第55話 合わない呼吸
ザ・チャラ男事件があってから数日の間。
オレはまたアイツが絡んでこないかと警戒していたのだが、さすがに懲りたのかザ・チャラ男がオレたちの前に顔を見せることもなく、おかげでオレたちは平和な高校生活を送っていた。
そうこうしているうちに、この前少し話していた球技大会の参加種目決めがあって、オレと夏美と加恋は3人とも希望通りに男女混合フットサルに参加することになった。

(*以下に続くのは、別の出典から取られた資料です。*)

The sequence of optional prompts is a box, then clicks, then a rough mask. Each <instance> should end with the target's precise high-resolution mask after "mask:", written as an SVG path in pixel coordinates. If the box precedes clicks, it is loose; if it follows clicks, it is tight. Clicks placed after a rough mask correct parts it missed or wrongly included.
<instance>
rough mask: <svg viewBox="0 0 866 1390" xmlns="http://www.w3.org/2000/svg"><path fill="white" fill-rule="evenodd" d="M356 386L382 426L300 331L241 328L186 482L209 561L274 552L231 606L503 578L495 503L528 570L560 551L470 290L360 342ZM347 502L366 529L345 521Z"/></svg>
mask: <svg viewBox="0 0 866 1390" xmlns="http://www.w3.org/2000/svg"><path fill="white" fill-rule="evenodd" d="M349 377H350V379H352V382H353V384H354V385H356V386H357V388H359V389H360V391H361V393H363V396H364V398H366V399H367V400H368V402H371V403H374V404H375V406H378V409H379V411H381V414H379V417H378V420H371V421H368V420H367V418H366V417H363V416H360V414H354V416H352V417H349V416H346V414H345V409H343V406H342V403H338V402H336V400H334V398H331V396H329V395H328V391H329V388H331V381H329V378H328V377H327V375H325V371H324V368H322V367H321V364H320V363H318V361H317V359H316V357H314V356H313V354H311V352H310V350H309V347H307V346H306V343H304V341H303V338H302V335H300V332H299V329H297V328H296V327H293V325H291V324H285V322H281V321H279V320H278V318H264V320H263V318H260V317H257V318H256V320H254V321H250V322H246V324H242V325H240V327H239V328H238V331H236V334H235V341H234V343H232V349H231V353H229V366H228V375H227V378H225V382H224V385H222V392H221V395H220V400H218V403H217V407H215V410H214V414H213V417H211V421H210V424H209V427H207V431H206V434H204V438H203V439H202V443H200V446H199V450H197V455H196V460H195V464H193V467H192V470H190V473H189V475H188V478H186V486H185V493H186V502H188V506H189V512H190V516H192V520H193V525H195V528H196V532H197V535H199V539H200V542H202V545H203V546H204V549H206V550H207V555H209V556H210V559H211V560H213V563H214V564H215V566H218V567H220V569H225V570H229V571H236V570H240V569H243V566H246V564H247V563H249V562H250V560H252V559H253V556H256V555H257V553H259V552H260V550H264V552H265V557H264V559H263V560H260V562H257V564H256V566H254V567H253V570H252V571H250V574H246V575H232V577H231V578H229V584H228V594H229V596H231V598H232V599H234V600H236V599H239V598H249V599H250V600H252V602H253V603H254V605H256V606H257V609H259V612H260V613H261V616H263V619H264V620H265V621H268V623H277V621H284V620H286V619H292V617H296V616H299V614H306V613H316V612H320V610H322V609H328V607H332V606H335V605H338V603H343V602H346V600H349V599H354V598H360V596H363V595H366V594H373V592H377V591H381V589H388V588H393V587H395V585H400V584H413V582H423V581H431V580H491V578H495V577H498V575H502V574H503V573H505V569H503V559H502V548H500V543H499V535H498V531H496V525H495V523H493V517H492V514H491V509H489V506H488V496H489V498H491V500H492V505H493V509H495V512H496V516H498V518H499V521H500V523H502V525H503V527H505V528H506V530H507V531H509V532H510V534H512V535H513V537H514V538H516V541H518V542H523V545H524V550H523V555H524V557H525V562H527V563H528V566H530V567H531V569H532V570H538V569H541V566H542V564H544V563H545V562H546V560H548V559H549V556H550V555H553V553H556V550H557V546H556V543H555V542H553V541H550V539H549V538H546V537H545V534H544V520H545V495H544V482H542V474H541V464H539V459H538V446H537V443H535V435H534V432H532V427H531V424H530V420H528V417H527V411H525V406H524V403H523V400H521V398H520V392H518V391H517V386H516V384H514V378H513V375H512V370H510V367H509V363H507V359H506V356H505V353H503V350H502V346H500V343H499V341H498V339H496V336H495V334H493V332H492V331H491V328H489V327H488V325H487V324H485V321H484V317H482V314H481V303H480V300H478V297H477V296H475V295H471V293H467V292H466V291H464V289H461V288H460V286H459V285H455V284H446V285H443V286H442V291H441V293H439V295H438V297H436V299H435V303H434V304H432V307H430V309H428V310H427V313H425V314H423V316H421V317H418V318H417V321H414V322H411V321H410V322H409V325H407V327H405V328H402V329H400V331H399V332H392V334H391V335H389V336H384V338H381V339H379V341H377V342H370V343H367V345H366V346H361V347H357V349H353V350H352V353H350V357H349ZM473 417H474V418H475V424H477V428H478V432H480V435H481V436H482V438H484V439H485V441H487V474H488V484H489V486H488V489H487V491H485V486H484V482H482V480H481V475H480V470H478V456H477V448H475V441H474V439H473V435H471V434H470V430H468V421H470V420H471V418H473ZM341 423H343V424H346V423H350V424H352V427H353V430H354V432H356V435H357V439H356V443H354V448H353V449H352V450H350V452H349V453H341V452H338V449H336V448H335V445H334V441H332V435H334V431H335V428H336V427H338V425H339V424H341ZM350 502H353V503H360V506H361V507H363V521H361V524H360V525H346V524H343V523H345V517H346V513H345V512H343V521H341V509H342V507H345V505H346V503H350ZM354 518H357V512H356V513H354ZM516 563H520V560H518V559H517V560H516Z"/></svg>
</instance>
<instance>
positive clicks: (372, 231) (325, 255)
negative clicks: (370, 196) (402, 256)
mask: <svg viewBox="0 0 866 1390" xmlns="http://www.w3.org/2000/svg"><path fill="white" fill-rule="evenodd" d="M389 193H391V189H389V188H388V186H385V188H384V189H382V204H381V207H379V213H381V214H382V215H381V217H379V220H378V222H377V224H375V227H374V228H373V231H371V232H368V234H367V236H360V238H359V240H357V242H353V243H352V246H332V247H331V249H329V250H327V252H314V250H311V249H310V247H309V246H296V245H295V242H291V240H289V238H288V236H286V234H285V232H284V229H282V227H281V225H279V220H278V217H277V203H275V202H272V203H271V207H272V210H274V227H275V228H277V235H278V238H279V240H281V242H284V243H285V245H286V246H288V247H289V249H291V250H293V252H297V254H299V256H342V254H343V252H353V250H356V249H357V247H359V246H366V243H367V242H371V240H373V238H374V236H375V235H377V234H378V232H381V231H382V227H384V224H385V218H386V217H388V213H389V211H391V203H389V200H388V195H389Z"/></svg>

今日は球技大会に向けて、体育の授業を使ってのチーム練習が行われたのだが。
「ちょっとぉ? ナツミンとシュート、ぜんぜん息が合ってないよぉ? 緊張してるのぉ? リラックスだよ、リラックスー♪」
当然のようにチームを仕切っていた女王・加恋が、優しい言葉と人好きのする笑顔とともに――オレたちを傷つけないようにだろう――オレと夏美にダメ出しをしてきた。
「ご、ごめんなさい」
明らかに硬い動きでミスばかりしていた夏美が、申し訳なさそうに肩を縮こまらせる。
そんな夏美の隣で、しかしオレは反論を繰り出した。
「オレたちの息があってないのは事実かもしれないが、そうは言ってもだな? 男子の制限ルールがマジできついんだよ。もうまともにプレーできないレベルで」
高校生ともなると、男女の運動能力の差は歴然としている。
同じルールじゃ競うことすら難しい。
ということなのだろう。
うちの高校の男女混合フットサルでは、男子に対して「正直やり過ぎなのでは?」と思わざるを得ない、厳しすぎる特別ルールが課されていた。
1.男子はヘディング禁止。
2.男子は利き足で故意にボールを触るとファウル
3.攻守にかかわらず、男子から女子への故意の接触は全てファウル
4.女子の得点は3点
かなり男子に厳しいルールだろ?
オレは利き足が右足なんだが、ぶっちゃけ右足でしかボールをまともに扱えない。
なのに左足だけでプレーするとか、これではまともなプレーなどできるはずもなかった。
オレに限らず男子は皆、この「男子絶対に許さないルール」に大苦戦していた。
「激しく同意」
「まともにボールも蹴れないって言うか」
「俺はそもそも運動があまりだしな……」
「んだんだ」
オレの言葉に、細川たち他の男子メンバーも一様にうんうんとうなずく。
しかし加恋はそれくらいの言い訳はお見通しとばかりに、理路整然と詰めてきた。
「だからこそ息を合わせないとでしょぉ? チームプレーで補わなきゃ」
端的かつ明快な加恋の言葉に、
「……なるほど」
オレたちはぐうの音も出ないほどにうなずかされたのだった。
とはいうものの。
「夏美! ワンツー!」
オレは近く似た夏美に、左足でへろへろながらもなんとかパスを出すと、縦に走った。
ワンツーパス(いわゆる壁パス)をしようとしたのだが、夏美は身体をビクリと強張らせると、ボールをあらぬ方向へと蹴ってしまっていた。
「ご、ごめんなさいっ。すぐ取ってくるね!」
夏美が青い顔で、ガバっと頭を下げると駆け足でボールを取りに行く。
「ナツミーン! リラックスだよ、リラックスー♪」
「う、うん」
その後も、オレと夏美のプレーはどうにも嚙み合わないままで、
キーンコーンカーンコーン。
体育の授業の終わりを告げるチャイムが体育館に響き、練習は終わりを告げたのだった。